Al-Alam quickly bolstered Iran’s image and influence in Iraq. As the war in Iraq raged, Al-Alam viscerally highlighted the toll taken on the civilian population, broadcasting images of dead civilians and maimed children in hospitals and featuring a nightly roundup of U.S. coalition attacks under the slogan “War of Domination.” Al-Alam’s slick and professional coverage won it a significant proportion of viewers, eroding support for the U.S. in the process and laying the groundwork for Iran’s emerging status as a crucial power broker in Iraq.
Bolstered by the initial successes of Al-Alam in Iraq, Iran expanded the network into a satellite channel, enabling it to reach Arab audiences throughout the Mideast and beyond. The network expanded its focus as well, as correspondents around the region began focusing on other Middle Eastern conflict zones, such as Lebanon and Israel/Palestine. Al-Alam served as a key soft power weapon in Iran’s bid for regional primacy, enabling it to exploit and exacerbate growing cleavages between Arab publics and their rulers, particularly in U.S.-allied Arab states. Especially after the 2006 Israel-Hezbollah war, Iran was able to boost its popularity and that of Hezbollah on the Arab street to unprecedented levels by claiming the leadership mantle of “resistance” against Israel and America’s regional ambitions. Al-Alam’s editorial content frequently attempted to walk a tightrope between portraying Iran in a positive light, on the one hand, while paying lip service to non-sectarian, pan-Islamic unity on the other.

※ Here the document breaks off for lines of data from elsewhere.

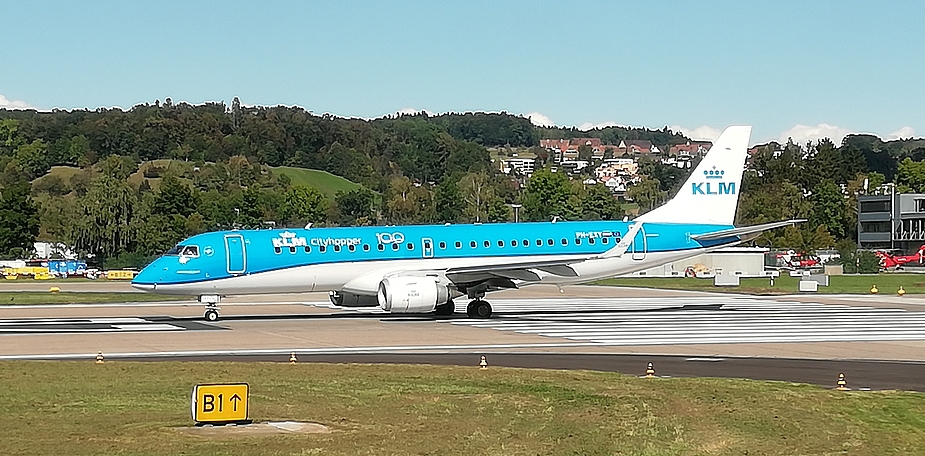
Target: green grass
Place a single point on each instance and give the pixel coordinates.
(328, 183)
(851, 284)
(81, 408)
(64, 297)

The 2011 “Arab Spring” period, however, witnessed the collapse of Iran’s delicate balancing act, dealing a serious blow to Shi’a Iran’s aspirations to lead the Arab world. The advent of the Arab Spring and in particular, the civil war in Syria, brought the sectarian tensions that Iran had cavalierly stoked for years to the fore, transforming the region into a battlefield for influence between Iran and Saudi Arabia and its U.S.-backed moderate Arab allies, wary of Iran’s expanding regional clout. Whereas Iran’s media strategy in the mid-2000’s was oriented toward all Arabs, its support for the brutal Assad regime’s conduct has diminished Iran and Hezbollah’s standing among Sunni populations. Accordingly, its media strategy since 2011 has centered largely on fomenting unrest among neighboring Shi’a populations in order to weaken its Sunni rivals.
To a large extent, the cold war between Shi’a Iran and the moderate Sunni states takes place on a media battlefield, with Al-Alam serving as the tip of the spear in Iran’s efforts to propagandize and mobilize Shi’a populations in neighboring countries. As the Arab Spring’s unrest spread to Sunni-ruled Bahrain’s Shi’a majority and to Saudi Arabia’s sizeable Shi’a minority concentrated in the nation’s Eastern Province, both the Bahraini and Saudi monarchies directed their blame at Al-Alam. "Around-the-clock broadcasts in Arabic by Iran's state-run radio and television stations incited our population to engage in acts of violence, sabotage, and insurrection. … Iran's propaganda fuelled the flames of sectarian strife," claimed Bahraini King Hamad in November 2011. Al-Alam’s popularity has grown among Bahraini and Saudi Shi’as as a result of its coverage of their protest movements and the heavy-handed attempts by authorities to suppress them, which Saudi-owned Al-Arabiya and Qatari-owned Al-Jazeera both sought to downplay.